Die moslemischen Republiken der ehemaligen UdSSR sind gegen dieses Bürgerkriegsvirus auch nicht immun. Im Gegenteil, hier besteht ein Nachholbedarf für Auseinandersetzungen. Als zusätzlicher Sprengstoff kommen noch die Abrechnung mit der kommunistischen Vergangenheit sowie der Nationalitätenkonflikt hinzu. Wie schon in Georgien, Armenien und so weiter stehen hier viele uralte Konflikte dahinter, jetzt bricht alles auf.

Häufig hat es den Anschein, als wären lokale ethnische Konflikte stärker als das Bewußtsein einer gemeinsamen islamischen Identität oder die Rassen- und Sprachenverwandschaft als Turkvölker. Man denke nur an das 1988 von Usbeken verübte Pogrom an einer türkischen Minderheit, die Stalin aus dem Kaukasus nach Usbekistan deportieren ließ. Gewiß sind jene Kaukasus-Türken Schiiten, die Usbeken Sunniten, doch herrscht zwischen beiden eine enge sprachliche Verwandtschaft.

Wie schaut der Islam in Zentralasien aus? Soziologisch gesehen hat der Islam Indonesiens mit dem Islam des Sudan nicht allzu viel zu tun, und der Islam Nigerias ist grundverschieden von dem des Libanon. Sogar zwischen Nachbarländern wie Albanien und Bosnien oder Afghanistan und Pakistan gibt es bedeutende Unterschiede im Islamverständnis sowie in der Art und Weise, wie der Glaube gelebt wird.

Von diesen regionalen Unterschieden abgesehen gibt es gewisse Charakteristika, die nicht nur für den gesamten Islam, sondern auch für die übrigen Religionsgemeinschaften in der ehemaligen Sowjetunion gelten. Die seinerzeitige Atheismus-Schulung war nicht nur stümperhaft, sondern auch ineffektiv, soweit es sie überhaupt gab. Die Mehrheit der Landbevölkerung wurde davon jedenfalls kaum erfaßt - mit regionalen Unterschieden natürlich.

Stümperhaft an der Atheismus-Propaganda war, daß sie meist am falschen Ende ansetzte, nämlich dort, wo lokaler Nationalismus und islamische Religion sich decken.

Ein typisches Beispiel dafür ist die Frage der Beschneidung, die von den Atheismus-Propagandisten mit besonderer Vorliebe aufgegriffen wurde, obwohl islamische Glaubenspraxis wenigstens zwei Dutzend Probleme schafft, die für eine moderne Industriegesellschaft problematischer sind. Die Beschneidung moslemischer Knaben (Mädchenbeschneidung kennt man in Zentralasien nicht) beeinträchtigte nicht die Modernisierung bäuerlicherGesellschaften. Außerdem fehlt ihr im normativen Islam die zentrale religiöse Bedeutung, die sie für das Judentum hat. Im Islam symbolisiert die Beschneidung nicht Abrahams Bund mit Gott, sondern ist allein eine Frage der Hygiene. Im Koran ist sie nicht einmal erwähnt.

Doch haben die Turkvölker mehr daraus gemacht als andere Moslems. Für die moslemischen Zentralasiaten ist Beschneidung eine Frage des Selbstwertes: Ein Usbeke ist beschnitten, ein Russe nicht. Mit anderen Worten: Der Russe ist halt ein Barbar und hat keine Kultur, er ist tierhaft und dreckig.
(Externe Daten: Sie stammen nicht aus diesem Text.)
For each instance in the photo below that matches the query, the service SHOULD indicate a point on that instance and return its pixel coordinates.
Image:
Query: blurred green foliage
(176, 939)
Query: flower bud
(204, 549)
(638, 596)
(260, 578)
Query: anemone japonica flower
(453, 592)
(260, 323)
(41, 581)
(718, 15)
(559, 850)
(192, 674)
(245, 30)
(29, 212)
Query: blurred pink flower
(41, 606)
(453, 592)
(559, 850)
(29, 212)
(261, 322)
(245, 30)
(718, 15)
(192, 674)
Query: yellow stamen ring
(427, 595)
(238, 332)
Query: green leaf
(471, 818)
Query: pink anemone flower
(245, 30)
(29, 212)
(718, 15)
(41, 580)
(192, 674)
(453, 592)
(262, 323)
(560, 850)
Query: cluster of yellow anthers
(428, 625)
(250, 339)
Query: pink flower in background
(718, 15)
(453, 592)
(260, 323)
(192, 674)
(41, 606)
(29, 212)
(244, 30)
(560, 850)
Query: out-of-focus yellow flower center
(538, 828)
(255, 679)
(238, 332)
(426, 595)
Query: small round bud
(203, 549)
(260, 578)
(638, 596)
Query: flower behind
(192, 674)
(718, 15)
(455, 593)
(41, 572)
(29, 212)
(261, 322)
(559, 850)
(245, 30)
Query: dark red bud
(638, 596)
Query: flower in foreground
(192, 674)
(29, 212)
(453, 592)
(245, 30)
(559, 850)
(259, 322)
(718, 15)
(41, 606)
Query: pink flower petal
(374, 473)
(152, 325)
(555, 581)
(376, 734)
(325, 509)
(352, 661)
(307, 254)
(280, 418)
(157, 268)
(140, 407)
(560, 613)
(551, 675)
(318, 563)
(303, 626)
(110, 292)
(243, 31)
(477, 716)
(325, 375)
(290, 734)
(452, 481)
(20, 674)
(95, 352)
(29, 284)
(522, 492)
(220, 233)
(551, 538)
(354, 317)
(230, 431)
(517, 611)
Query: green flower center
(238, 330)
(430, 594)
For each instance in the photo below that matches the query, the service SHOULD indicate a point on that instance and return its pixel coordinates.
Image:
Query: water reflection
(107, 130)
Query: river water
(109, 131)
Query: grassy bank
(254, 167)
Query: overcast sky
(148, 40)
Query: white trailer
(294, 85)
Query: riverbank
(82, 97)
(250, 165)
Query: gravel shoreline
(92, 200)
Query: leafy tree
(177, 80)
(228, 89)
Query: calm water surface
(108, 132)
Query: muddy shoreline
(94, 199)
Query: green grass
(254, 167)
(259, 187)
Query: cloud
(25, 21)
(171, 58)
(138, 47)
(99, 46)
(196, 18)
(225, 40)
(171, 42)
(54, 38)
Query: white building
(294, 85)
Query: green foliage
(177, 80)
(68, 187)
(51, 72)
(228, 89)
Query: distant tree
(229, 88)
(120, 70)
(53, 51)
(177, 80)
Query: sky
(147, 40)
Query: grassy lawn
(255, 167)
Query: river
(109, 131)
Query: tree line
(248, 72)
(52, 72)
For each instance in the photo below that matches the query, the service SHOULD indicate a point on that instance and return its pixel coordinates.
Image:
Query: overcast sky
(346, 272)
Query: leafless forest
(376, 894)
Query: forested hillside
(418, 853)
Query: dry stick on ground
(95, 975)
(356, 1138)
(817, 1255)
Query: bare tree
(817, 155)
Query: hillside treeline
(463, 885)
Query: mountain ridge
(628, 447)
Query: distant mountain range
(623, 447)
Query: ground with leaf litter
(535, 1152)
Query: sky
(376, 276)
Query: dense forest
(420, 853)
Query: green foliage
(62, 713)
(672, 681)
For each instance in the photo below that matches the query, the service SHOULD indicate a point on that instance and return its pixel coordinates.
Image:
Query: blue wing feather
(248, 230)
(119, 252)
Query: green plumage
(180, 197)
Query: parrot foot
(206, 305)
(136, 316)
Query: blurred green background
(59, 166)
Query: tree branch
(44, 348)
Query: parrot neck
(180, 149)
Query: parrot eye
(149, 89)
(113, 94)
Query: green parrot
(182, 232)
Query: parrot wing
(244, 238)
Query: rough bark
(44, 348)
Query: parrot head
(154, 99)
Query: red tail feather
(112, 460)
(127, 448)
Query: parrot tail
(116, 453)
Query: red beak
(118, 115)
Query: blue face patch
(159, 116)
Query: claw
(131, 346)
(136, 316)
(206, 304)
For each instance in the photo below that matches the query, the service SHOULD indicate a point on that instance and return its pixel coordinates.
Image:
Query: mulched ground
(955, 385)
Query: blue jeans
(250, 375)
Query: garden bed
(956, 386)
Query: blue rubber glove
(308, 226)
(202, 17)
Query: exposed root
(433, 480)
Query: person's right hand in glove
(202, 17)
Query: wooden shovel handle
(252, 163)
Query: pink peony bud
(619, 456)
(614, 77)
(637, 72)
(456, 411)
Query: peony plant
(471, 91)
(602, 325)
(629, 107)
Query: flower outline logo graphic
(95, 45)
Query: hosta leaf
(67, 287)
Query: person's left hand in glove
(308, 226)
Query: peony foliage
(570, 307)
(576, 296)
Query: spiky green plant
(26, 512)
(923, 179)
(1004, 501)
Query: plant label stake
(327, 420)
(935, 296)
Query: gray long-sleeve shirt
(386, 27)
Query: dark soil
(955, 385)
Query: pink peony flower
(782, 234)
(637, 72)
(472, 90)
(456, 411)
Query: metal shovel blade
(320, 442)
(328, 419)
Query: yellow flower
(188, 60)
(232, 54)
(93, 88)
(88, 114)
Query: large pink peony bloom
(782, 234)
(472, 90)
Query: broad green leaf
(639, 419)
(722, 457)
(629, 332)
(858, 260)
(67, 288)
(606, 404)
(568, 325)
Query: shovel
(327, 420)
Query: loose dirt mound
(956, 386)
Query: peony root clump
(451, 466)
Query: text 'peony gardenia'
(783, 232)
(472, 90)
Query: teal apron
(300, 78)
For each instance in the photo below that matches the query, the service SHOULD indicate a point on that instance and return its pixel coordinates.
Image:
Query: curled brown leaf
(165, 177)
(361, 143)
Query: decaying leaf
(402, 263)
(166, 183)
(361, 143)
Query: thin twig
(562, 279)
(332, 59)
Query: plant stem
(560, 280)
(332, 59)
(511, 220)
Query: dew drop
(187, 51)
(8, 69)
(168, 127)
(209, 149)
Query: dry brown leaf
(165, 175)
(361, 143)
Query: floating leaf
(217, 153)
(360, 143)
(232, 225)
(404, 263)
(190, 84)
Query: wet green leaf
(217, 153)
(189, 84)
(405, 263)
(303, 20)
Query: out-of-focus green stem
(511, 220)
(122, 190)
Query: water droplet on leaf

Solche ethnisch-nationalen Vorurteile mögen erklären, weshalb russische Atheismus-Propagandisten in ihren Kampagnen gegen den Islam mit so viel Wut gegen die „abergläubische Sitte" der Beschneidung zu Feld zogen. Eine Tartarin oder Turkmenin geht mit einem Russen nicht ins Bett, selbst wenn sie sich in ihn verlieben sollte. Unbeschnitten zu sein, gilt als das Unsauberste der Welt.

Der Erfolg der Anti-Beschneidungs-kampagne war minimal; denn selbst atheistische Zentralasiaten fühlen sich wohler, wenn ihre Knaben beschnitten sind. Das ist keine Glaubensfrage, sondern eine Frage der nationalen Identität.

Davon abgesehen wurde Glaubenspflege ganz allgemein deckungsgleich mit medizinischer Versorgung, und hierin liegt vielleicht die wesentlichste Ursache für das Überleben des Islam im Sowjetsystem. Außerdem erklärt sich daraus die spezielle Art von Religiosität, die sich unter dem Namen Islam erhalten hat. Wie schon angedeutet, gilt das nicht für den Islam allein, sondern für Religion in der ehemaligen Sowjetunion generell.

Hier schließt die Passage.